連合は4月18日、2024年春闘で、組合員数300人未満の中小組合の賃上げ率(加重平均)が4.75%(月額1万2170円)になったとの4回目の集計結果を発表した。1回目の4.42%から高水準を保ち、賃上げが小規模事業者にも及んでいることが裏付けられた。この流れを維持するには、人件費を含めたコスト上昇分を価格に転嫁する慣習の定着がカギとなる。
賃上げ率は基本給を底上げするベースアップ(ベア)と定期昇給の合計。大手を含む全体では5.20%(月額1万5787円)と33年ぶりの水準だ。
記者会見した芳野友子会長は上昇を続ける中小の賃上げ率について、「心強く感じている」と述べ、価格転嫁の取り組みも「少しずつ前進している」と評価した。
缶パーツ製造を手掛けるヒロハマ(東京都墨田区)の広浜泰久会長は、「今までは(人件費は)自助努力という感覚が強かったが、雰囲気が変わり始めた」と話す。業界内では賃上げ分を価格に上乗せする例が増えたという。

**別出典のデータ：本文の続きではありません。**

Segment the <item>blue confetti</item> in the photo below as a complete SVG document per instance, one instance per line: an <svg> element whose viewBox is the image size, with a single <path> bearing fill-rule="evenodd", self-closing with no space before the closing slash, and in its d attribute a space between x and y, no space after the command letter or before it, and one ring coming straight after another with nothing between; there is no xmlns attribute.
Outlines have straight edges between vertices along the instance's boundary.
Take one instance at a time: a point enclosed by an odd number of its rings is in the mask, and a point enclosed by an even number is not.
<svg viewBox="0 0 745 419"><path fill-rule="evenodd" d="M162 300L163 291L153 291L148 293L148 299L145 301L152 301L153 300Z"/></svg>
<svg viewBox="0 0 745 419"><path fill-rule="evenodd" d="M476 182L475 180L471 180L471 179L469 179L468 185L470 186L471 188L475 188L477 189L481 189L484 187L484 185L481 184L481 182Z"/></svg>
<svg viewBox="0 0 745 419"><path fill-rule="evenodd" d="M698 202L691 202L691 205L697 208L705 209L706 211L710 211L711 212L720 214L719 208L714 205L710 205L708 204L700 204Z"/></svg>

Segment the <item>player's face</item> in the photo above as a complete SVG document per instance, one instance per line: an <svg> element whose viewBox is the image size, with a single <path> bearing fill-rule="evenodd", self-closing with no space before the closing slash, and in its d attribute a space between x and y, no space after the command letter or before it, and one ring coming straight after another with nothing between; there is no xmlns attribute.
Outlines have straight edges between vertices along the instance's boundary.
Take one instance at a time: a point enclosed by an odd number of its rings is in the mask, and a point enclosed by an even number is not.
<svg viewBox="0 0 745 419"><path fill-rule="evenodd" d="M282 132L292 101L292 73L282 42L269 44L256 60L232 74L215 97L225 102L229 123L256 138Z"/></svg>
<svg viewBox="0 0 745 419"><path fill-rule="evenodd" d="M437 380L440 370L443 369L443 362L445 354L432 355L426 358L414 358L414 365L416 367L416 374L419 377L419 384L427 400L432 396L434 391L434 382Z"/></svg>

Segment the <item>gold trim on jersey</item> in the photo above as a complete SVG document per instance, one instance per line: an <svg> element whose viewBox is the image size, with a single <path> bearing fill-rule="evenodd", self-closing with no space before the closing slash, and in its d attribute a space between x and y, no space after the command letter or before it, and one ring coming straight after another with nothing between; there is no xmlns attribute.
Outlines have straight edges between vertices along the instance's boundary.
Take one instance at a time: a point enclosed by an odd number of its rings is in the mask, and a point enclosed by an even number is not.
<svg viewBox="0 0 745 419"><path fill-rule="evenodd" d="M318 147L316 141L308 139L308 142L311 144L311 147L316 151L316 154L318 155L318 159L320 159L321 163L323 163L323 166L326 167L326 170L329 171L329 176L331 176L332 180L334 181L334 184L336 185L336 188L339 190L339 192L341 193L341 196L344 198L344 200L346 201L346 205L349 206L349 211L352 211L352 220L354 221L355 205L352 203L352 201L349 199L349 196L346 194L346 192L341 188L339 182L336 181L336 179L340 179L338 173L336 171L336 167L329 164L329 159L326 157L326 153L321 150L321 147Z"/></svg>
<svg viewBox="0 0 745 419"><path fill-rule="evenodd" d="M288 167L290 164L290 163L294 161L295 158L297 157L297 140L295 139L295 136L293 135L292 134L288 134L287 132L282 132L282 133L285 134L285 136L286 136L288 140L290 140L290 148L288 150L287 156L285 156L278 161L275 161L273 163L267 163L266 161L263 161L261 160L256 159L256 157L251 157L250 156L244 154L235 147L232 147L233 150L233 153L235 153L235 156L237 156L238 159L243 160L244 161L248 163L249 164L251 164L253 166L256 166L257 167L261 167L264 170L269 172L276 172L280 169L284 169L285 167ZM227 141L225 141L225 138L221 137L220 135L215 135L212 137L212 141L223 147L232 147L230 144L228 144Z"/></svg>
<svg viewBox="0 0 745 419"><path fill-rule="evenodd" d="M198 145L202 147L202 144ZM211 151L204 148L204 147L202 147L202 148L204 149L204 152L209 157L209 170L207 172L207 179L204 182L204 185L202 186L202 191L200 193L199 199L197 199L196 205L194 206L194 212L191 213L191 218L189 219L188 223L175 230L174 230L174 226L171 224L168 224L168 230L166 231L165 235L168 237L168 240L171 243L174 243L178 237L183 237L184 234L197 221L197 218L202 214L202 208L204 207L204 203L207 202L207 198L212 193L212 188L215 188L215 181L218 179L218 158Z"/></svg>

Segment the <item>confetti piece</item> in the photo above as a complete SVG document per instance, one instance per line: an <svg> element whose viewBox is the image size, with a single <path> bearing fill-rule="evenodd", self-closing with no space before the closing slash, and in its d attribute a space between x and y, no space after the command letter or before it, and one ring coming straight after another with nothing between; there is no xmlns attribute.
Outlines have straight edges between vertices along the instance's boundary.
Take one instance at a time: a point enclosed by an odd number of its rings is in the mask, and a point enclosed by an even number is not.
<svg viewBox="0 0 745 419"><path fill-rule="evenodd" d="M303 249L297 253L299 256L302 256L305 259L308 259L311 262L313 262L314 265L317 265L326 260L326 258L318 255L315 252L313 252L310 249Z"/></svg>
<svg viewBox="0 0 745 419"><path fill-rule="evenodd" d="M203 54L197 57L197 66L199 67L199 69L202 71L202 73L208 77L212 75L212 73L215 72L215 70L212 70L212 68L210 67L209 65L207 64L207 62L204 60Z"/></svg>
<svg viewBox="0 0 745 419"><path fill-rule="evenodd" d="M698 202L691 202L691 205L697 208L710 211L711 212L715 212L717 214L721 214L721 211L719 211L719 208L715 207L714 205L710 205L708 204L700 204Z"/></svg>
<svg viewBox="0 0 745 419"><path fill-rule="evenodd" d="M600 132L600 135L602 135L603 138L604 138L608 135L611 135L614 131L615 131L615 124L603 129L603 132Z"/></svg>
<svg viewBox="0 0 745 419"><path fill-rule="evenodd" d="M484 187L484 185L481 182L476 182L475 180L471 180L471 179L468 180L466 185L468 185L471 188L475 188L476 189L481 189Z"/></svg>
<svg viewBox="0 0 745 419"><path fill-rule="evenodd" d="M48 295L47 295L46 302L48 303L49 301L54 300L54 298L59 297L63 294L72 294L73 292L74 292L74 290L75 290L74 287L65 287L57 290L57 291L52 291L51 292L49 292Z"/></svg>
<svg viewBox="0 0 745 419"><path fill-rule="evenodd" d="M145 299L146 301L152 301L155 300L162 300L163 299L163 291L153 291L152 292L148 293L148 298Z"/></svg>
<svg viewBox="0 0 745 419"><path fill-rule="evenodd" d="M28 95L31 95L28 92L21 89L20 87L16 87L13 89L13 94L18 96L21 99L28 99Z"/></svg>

ただ、帝国データバンクが中小企業中心に全国1万1267社から2月に得た調査結果では、「全く価格転嫁できない」との回答が12.7%。「多少なりとも転嫁できている」は75.0%に達したが、コスト上昇分を価格に転嫁できた度合いを示す「価格転嫁率」は40.6%にとどまった。コストが100円上昇しても40.6円しか価格に反映できていないことになる。
第一生命経済研究所の熊野英生首席エコノミストは価格転嫁について、「大手と直接取引がある中小もいれば(取引のない)零細もおり、ばらつきがある」と指摘。その上で、「公正取引委員会などが(転嫁に応じない取引先企業に)ペナルティーを与えることもある程度必要になる」と指摘した。